Original Article

Modulating the tumor microenvironment improves antitumor effect of anti-PD-L1 mAb in breast cancer

Introduction

The immune checkpoint inhibitors (ICIs), such as PD-L1 and PD-1 mAbs, can elicit strong and long-lasting immune response in a variety of solid cancers.¹ Nevertheless, the efficacy of single-agent of PD-L1/PD-1 mAbs was only 20%-40% in most solid cancer types.^2,3 Although there are multiple mechanisms involved in immune resistance of ICIs, the intra-tumor immunosuppressive microenvironment plays an important role in immune resistance of ICIs.^4,5 Thus, it is urgent to develop innovative therapeutic strategy, such as combining immunotherapy with conventional treatments, to make more cancer patients to benefit from the ICIs. The tumor microenvironment (TME) is intricate, and formed by highly heterogeneous populations of stromal cells, vasculature and extracellular matrix (ECM). Emerging data has suggested that the tumor ECM is a key factor in drug resistance and immune suppression.^2,4,5 Accordingly, blocking the immunosuppression of TME can reconstruct the normal antitumor immune defense, and enhance the therapeutic efficacy of ICIs.

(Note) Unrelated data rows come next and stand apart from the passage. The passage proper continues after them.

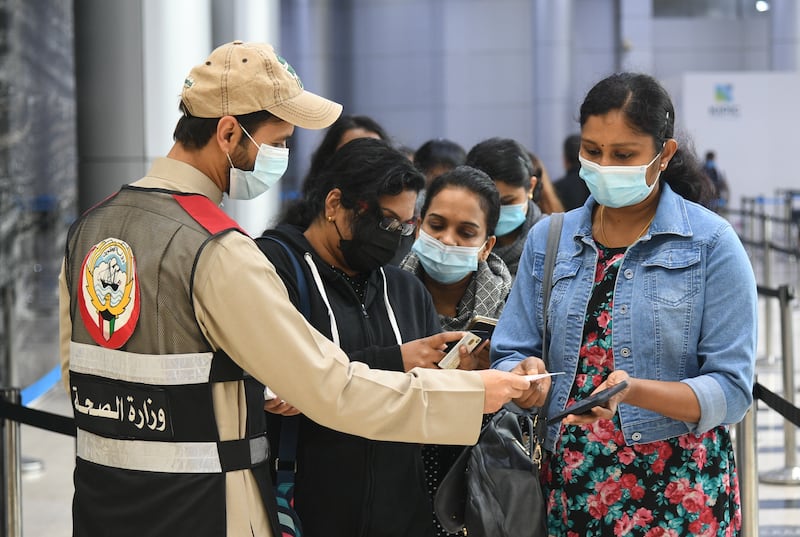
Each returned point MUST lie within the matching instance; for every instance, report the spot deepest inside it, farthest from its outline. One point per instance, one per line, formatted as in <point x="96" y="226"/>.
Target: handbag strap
<point x="551" y="250"/>
<point x="286" y="463"/>
<point x="553" y="238"/>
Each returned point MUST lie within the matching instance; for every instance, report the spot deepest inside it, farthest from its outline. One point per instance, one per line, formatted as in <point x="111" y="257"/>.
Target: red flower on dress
<point x="572" y="459"/>
<point x="631" y="483"/>
<point x="597" y="509"/>
<point x="642" y="517"/>
<point x="601" y="431"/>
<point x="597" y="357"/>
<point x="676" y="490"/>
<point x="694" y="499"/>
<point x="626" y="455"/>
<point x="623" y="525"/>
<point x="661" y="532"/>
<point x="609" y="491"/>
<point x="700" y="456"/>
<point x="604" y="318"/>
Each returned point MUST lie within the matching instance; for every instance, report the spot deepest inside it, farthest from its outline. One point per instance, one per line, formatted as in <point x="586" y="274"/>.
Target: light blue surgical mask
<point x="445" y="264"/>
<point x="511" y="217"/>
<point x="271" y="164"/>
<point x="617" y="186"/>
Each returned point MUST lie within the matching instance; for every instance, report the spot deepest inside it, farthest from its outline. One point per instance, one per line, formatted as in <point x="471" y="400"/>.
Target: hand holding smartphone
<point x="584" y="406"/>
<point x="452" y="359"/>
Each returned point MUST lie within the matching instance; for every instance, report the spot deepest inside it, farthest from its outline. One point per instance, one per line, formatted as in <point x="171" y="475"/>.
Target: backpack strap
<point x="551" y="250"/>
<point x="299" y="277"/>
<point x="553" y="238"/>
<point x="286" y="462"/>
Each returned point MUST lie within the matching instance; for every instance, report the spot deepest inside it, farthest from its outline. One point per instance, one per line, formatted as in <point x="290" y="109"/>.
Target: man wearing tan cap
<point x="172" y="321"/>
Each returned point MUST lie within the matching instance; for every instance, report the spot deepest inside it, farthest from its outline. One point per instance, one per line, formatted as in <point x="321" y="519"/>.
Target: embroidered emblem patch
<point x="289" y="69"/>
<point x="109" y="287"/>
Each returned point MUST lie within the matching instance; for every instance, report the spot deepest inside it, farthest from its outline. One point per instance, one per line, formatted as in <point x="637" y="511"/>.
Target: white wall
<point x="751" y="125"/>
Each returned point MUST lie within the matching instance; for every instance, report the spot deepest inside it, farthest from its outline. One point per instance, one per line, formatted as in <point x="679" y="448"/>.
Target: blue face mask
<point x="617" y="186"/>
<point x="271" y="164"/>
<point x="445" y="264"/>
<point x="511" y="217"/>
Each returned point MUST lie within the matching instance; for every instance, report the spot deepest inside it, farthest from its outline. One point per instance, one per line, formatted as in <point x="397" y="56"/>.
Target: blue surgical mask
<point x="617" y="186"/>
<point x="445" y="264"/>
<point x="511" y="217"/>
<point x="271" y="164"/>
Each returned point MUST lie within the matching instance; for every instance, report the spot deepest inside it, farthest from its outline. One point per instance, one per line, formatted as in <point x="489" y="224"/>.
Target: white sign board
<point x="751" y="121"/>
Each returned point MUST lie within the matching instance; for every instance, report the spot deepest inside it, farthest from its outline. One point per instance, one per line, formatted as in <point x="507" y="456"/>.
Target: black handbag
<point x="493" y="489"/>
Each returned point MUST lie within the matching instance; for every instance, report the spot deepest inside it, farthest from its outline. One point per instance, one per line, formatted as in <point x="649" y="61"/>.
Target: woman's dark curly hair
<point x="648" y="109"/>
<point x="364" y="169"/>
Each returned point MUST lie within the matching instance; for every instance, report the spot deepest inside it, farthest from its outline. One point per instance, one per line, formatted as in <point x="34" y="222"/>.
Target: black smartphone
<point x="584" y="406"/>
<point x="483" y="334"/>
<point x="481" y="323"/>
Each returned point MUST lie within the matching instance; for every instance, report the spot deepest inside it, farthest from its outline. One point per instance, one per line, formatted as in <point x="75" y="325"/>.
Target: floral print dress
<point x="597" y="485"/>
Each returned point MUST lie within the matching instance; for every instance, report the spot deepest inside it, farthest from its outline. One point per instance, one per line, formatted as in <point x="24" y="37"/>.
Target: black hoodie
<point x="346" y="485"/>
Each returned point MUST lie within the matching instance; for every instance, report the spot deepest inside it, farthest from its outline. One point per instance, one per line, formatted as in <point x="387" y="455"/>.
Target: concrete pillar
<point x="785" y="23"/>
<point x="636" y="36"/>
<point x="552" y="108"/>
<point x="131" y="57"/>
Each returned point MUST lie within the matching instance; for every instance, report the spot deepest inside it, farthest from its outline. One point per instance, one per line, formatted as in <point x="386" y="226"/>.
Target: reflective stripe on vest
<point x="171" y="457"/>
<point x="158" y="369"/>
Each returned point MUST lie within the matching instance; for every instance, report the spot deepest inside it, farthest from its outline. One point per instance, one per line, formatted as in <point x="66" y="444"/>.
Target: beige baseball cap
<point x="240" y="78"/>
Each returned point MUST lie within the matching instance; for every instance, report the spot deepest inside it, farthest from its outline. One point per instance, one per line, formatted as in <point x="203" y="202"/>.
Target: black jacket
<point x="347" y="485"/>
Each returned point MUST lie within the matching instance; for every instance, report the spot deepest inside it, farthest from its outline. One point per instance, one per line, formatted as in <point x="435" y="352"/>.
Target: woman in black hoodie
<point x="342" y="235"/>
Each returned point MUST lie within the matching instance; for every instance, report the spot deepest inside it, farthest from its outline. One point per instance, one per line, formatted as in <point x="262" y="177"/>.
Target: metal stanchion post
<point x="12" y="479"/>
<point x="766" y="278"/>
<point x="747" y="468"/>
<point x="790" y="473"/>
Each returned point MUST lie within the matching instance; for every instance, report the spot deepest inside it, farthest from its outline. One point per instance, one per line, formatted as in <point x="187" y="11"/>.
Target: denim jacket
<point x="684" y="309"/>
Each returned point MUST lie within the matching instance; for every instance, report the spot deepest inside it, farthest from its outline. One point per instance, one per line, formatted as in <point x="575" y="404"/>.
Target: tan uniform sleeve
<point x="243" y="308"/>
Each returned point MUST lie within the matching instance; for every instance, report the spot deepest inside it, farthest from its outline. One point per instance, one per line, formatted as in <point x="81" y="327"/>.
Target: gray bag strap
<point x="553" y="238"/>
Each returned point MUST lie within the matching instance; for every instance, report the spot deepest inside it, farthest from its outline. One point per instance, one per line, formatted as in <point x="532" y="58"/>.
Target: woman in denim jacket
<point x="673" y="283"/>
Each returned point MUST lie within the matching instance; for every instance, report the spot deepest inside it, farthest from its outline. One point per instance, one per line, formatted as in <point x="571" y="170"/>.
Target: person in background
<point x="433" y="158"/>
<point x="548" y="200"/>
<point x="453" y="257"/>
<point x="670" y="307"/>
<point x="507" y="163"/>
<point x="570" y="188"/>
<point x="343" y="233"/>
<point x="717" y="178"/>
<point x="171" y="322"/>
<point x="344" y="129"/>
<point x="437" y="156"/>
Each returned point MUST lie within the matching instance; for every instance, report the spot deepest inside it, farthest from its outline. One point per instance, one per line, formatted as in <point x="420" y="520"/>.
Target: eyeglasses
<point x="393" y="224"/>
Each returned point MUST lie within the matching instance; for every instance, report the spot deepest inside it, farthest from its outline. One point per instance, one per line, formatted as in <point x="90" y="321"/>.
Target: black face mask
<point x="371" y="247"/>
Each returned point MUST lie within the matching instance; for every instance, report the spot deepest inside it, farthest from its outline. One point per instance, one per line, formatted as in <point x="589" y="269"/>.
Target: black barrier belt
<point x="42" y="420"/>
<point x="777" y="403"/>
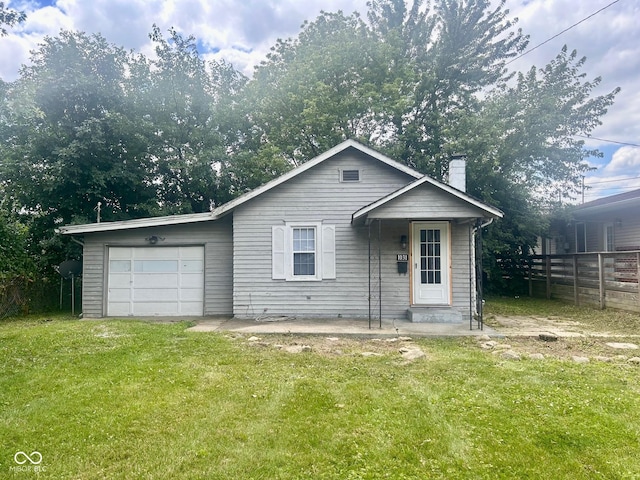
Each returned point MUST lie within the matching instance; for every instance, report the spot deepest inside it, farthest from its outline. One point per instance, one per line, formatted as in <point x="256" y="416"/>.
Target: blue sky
<point x="243" y="31"/>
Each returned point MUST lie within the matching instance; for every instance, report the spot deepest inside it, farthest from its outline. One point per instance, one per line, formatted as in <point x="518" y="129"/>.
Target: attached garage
<point x="155" y="281"/>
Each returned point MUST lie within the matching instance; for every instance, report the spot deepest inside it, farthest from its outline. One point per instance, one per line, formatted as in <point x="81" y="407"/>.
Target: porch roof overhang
<point x="480" y="209"/>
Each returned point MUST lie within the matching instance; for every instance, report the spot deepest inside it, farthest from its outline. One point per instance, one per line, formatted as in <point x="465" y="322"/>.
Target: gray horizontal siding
<point x="319" y="196"/>
<point x="216" y="237"/>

The most abundant stromal cells in the TME are cancer-associated fibroblasts (CAFs). CAFs has the ability to promote tumor growth and immune evasion via diverse mechanisms.^4,5 The structural components in the solid TME, such as collagen type I, II and IV, as well as fibronectin, are mainly produced by alpha-smooth muscle actin (α-SMA) positive CAFs.^4,6 CAFs can also secret different kinds of soluble cytokines, such as SDF-1 and transforming growth factor-β (TGF-ß), to promote tumor cell proliferation and inhibit them apoptosis.^5,7 On the other hand, CAFs hampered the infiltration of cytotoxic T lymphocytes, while attracting immunosuppressive regulatory T lymphocytes into tumor tissue.^8,9 It is generally accepted that the dense collagen matrix can reduce blood perfusion and increase the interstitial fluid pressure, which hamper the therapeutic agents to enter into the tumor tissue.^5,6 All these indicated that targeting CAFs could enhance immunotherapeutic effect.

The renin-angiotensin system (RAS) is a classical circulating or hormonal system, which regulate the blood pressure. Angiotensin-converting enzyme inhibitors (ACEIs) and angiotensin II (AngII) receptor blockers (ARBs) all belong to the RAS blockers (RASBs). AngII signaling can convert quiescent myofibroblast into active-state through AngII receptor type-1 (AT1).^10,11 A growing body of evidence suggests that RASBs exhibit potent antitumor activities, the favorable outcomes are associated with their use in some different tumor patients.^12,13 Large epidemiological researches also indicated that RASBs have the potential protective effects against cancer risk.¹² In the hypoxic microenvironment, the tumor cells can produce AngII through a hypoxia-lactate-chymase-dependent mechanism, which is different from the classical angiotensinogen-renin-ACE-AngII signal pathway.¹³

Losartan, one representative drug of ARBs, is an attractive component of combination therapy for breast cancer. The reasons were as follows. First, losartan is widely prescribed for patients with high blood pressure and easily repurposed by oncology. Second, losartan has anti-fibrotic properties, and can inhibit the activation of CAFs and collagen deposition in the tumor tissues.^4,10,14 Third, the local Ang II is responsible for the formation of tumor immunosuppressive microenvironment.¹⁵ Finally, losartan has immunomodulatory function involving monocyte and macrophage activity.¹⁶ Based on these data we can deduce that losartan may modulate the immunological features of breast cancer microenvironment. The combination of losartan and ICIs may enhance the efficacy of ICIs.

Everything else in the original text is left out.